Today, interprofessional education has become an integral part of the College of Pharmacy curriculum. “It is part of the laboratory curriculum, but it’s actually more of a practicum,” MacDonnell said. The program today consists of 300 students. Groups of third year doctor of pharmacy students, second year medical students, and senior nursing students are formed into teams. Each team meets with a “patient”, actually an actor trained in the disease that he or she is representing. A grading rubric tailored to the lab exercise is given to both the patient and College of Pharmacy faculty members, who observe and grade the students. “We want to evaluate how they act as a team,” MacDonnell said.
MacDonnell acknowledges that previously, medical providers worked autonomously. “Every medical professional has a different skill set. For example, nurses are the first ones to see the patient, and they notice things that doctors don’t necessarily see at first. You cannot expect medical professionals to have an ‘esprit de corps’ if they don’t know what other medical professionals do,” she said.
Forming the teams for the workshop was difficult at first. “Figuring out the correct level of education was so important. Everyone has to have the same level of knowledge for the teams to work and the students to be comfortable,” she said. Finding space for the lab was also a challenge. “Initially, we held it in the dining hall of the Pembroke Campus at Brown,” she said. “We just needed a big enough space to hold everyone!” Today, the lab is held in the new medical school facility at Brown. “For a state university and a private university to collaborate like this is really unusual,” MacDonnell said. “We’re unique in that way.”
The future is promising for interprofessional education at URI. Currently, the group is in talks with the URI physical therapy program to involve doctoral candidates in the curriculum. “We’ve also recently had graduate students in social work at Rhode Island College join the program,” MacDonnell said. “Social workers have an entirely different job than nurses, doctors, and pharmacists. For example, they’re the ones who make sure that the patient is going home to a safe environment. It adds a new dimension to the team.”

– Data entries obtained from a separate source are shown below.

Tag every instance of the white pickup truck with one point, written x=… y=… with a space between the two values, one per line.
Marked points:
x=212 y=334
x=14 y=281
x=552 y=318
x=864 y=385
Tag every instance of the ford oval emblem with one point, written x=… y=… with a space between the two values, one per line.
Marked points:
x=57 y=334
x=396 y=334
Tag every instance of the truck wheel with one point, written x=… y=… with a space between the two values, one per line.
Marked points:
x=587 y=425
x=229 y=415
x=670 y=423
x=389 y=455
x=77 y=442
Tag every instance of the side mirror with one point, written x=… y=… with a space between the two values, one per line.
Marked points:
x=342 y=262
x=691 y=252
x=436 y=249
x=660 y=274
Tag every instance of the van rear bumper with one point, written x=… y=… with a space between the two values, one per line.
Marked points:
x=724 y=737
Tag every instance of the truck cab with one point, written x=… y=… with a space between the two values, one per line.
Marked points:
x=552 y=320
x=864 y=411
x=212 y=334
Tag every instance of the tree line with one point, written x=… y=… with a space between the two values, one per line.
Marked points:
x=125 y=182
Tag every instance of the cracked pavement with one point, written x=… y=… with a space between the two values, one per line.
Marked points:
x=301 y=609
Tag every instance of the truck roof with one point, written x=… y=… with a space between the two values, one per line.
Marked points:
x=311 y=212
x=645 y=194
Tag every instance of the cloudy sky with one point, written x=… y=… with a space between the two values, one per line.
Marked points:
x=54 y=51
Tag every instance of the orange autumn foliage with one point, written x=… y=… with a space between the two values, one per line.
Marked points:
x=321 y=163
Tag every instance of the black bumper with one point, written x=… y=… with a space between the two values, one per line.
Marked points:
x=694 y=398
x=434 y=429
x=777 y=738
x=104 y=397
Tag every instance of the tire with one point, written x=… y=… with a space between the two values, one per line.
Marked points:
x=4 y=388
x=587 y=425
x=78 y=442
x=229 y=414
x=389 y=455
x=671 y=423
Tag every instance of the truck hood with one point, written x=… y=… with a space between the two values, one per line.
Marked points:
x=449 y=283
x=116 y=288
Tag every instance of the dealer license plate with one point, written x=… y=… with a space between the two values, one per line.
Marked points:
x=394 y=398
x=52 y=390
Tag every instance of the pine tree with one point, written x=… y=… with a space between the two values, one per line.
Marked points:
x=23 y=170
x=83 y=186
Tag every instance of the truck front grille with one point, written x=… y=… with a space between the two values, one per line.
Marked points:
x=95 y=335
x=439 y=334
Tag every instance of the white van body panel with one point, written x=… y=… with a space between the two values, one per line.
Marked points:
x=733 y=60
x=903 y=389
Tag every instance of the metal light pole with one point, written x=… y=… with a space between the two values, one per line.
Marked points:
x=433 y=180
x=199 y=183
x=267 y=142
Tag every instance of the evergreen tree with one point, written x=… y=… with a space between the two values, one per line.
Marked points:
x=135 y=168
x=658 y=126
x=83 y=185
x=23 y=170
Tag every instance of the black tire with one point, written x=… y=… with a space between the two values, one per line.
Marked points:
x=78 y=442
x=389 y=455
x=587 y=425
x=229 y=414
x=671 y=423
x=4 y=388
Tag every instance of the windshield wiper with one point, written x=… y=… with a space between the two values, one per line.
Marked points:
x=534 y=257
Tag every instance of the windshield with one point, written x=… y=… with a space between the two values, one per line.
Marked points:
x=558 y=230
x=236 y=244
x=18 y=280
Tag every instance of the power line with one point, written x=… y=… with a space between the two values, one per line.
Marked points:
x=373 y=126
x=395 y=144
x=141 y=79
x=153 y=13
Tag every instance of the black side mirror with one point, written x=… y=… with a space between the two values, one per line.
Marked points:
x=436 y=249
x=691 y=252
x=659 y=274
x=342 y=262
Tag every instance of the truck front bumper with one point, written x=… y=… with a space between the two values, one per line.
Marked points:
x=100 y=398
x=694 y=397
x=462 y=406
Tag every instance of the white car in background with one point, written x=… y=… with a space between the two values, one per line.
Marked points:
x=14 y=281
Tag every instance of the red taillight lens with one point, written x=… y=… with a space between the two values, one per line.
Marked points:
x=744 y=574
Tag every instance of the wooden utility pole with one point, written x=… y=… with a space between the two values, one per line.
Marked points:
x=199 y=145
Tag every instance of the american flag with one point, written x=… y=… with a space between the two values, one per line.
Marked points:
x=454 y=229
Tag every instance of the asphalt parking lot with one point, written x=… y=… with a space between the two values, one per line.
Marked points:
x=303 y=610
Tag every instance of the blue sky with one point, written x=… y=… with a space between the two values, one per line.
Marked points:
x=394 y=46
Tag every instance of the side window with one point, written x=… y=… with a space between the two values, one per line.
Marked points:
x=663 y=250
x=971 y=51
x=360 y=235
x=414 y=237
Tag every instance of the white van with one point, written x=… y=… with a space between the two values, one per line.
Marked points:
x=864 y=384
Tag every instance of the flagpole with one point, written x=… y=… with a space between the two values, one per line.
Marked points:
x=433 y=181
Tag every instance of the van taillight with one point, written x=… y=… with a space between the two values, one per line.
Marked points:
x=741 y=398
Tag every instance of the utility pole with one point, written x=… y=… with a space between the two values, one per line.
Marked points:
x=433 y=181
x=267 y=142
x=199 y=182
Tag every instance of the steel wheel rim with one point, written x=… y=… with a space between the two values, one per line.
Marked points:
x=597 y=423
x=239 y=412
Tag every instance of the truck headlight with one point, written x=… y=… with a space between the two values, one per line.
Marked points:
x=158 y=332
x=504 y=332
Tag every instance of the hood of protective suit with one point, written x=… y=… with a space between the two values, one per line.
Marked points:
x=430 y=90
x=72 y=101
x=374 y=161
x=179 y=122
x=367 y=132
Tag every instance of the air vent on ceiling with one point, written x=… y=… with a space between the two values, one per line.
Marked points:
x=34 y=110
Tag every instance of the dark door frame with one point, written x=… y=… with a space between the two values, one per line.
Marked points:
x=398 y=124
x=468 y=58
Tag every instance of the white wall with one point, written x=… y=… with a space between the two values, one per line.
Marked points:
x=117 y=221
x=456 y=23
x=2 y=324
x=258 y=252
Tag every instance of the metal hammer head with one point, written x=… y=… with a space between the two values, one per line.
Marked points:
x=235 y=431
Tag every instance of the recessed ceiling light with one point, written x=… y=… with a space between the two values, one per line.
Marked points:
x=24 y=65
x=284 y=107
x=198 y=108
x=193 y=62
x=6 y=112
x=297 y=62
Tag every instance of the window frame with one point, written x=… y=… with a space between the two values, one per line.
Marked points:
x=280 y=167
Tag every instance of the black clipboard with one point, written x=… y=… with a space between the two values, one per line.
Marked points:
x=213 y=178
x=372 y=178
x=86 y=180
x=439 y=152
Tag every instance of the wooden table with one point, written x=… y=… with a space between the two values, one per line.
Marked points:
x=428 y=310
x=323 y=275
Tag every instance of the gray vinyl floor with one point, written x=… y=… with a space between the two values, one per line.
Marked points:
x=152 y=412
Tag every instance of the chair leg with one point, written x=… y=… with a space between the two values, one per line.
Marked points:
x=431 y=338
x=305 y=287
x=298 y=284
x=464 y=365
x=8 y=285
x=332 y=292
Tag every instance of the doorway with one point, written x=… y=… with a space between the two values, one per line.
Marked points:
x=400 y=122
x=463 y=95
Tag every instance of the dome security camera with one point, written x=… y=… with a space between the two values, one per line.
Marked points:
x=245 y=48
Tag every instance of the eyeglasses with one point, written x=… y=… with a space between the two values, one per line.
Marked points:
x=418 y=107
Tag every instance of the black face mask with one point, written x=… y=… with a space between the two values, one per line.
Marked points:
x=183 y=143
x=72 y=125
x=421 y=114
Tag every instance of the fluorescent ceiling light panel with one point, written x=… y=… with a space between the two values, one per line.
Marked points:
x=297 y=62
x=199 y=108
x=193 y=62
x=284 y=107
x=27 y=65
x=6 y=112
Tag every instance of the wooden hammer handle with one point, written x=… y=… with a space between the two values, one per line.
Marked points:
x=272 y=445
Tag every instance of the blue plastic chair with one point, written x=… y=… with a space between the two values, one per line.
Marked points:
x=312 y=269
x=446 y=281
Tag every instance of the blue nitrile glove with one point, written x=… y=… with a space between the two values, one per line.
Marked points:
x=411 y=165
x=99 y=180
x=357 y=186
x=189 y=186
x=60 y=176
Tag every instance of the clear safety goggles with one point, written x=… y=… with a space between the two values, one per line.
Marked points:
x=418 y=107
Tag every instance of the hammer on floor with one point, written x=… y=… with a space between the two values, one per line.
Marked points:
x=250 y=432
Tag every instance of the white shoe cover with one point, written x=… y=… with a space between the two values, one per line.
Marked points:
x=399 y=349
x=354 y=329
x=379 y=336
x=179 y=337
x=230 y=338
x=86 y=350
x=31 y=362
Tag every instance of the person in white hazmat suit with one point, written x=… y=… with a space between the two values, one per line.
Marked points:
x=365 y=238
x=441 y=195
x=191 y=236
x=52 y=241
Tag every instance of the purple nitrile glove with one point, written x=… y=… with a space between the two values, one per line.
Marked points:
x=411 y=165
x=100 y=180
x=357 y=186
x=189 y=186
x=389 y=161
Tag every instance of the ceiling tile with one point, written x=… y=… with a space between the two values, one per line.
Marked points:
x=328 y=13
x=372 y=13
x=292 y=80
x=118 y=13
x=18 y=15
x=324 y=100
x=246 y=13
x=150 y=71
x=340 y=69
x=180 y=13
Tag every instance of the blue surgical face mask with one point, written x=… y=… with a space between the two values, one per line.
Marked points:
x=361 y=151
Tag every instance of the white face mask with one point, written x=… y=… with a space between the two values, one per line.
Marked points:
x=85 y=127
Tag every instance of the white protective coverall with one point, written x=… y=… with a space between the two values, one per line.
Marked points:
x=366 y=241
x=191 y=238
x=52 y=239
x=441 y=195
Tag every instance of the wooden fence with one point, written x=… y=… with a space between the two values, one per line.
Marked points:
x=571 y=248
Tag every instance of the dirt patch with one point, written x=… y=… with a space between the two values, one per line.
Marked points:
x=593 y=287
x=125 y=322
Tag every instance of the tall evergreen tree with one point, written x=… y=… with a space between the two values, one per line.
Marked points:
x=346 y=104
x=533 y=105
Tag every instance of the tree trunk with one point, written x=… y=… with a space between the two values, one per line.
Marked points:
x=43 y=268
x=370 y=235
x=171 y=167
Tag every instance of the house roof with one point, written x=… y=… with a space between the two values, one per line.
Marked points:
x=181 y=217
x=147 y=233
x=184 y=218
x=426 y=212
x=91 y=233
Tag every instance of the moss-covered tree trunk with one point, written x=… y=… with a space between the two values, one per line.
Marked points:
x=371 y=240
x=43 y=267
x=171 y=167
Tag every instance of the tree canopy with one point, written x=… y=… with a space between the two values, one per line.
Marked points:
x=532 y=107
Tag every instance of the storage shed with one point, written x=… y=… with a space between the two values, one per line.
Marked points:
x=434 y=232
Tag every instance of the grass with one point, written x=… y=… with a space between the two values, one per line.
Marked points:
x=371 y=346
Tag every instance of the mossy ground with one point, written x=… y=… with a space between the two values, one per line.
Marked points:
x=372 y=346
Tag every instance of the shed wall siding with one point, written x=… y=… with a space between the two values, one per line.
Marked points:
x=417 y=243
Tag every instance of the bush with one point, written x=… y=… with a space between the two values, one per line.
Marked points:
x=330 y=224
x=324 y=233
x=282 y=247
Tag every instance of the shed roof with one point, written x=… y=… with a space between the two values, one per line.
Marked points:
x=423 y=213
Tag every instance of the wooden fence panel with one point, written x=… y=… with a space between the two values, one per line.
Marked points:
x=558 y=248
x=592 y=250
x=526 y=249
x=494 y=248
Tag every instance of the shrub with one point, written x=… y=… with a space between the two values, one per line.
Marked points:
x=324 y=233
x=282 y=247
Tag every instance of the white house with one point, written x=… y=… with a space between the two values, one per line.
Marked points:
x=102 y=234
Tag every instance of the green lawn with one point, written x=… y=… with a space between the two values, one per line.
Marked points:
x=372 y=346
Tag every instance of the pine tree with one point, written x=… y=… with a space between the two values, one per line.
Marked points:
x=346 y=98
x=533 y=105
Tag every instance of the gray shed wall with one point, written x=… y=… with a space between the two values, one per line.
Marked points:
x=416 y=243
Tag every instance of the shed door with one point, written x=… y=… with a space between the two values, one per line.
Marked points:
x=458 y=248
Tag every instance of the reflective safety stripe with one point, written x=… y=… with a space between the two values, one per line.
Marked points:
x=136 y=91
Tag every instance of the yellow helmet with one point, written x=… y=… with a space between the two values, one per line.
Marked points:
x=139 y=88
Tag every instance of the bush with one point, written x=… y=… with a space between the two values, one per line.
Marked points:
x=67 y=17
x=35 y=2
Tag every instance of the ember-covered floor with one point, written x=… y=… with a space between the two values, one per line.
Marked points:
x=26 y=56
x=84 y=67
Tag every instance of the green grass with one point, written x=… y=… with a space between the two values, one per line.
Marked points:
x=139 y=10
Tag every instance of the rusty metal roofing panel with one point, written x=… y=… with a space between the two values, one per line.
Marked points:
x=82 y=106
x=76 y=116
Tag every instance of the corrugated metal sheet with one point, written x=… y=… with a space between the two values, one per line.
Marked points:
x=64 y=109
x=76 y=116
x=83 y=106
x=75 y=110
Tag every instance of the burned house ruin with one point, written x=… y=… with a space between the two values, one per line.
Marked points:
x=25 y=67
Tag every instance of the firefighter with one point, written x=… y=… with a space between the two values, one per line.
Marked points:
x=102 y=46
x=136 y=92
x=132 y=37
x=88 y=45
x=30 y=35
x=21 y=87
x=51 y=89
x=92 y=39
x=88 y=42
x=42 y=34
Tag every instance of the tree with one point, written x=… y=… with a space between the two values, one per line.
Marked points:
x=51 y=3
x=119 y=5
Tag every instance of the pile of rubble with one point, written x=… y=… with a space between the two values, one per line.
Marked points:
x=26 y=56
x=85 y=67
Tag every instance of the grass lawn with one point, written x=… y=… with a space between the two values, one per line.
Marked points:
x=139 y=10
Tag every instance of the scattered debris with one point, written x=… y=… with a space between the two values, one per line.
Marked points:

While her focus is on interprofessional education, MacDonnell’s interests are varied. She serves as the chair of the advisory board for URI’s Office of Admission, as well as on a medication management committee at South County Hospital. MacDonnell also recently worked on a “telemedicine” project with the University of North Carolina at Chapel Hill, where students in the pharmacy program at URI FaceTimed with pharmacists at UNC about infectious diseases and possible treatments. Named Project PETCO (and modeled after Project ECHO at the University of New Mexico), the focus was on communicating with pharmacists who see different factors for infectious diseases due to different locations. “It’s not a winner yet,” MacDonnell admits, “but it could be. I have to tweak it more. But that’s the nice thing about working in this environment – you can tweak things.”
MacDonnell earned both her bachelor of science and doctor of pharmacy degrees from URI.
Paul George and Richard Dollase, both of Brown University, Kara Misto of the URI College of Nursing, and Saumitra Rege, a graduate student studying pharmacoepidemeology, also contributed to the publication.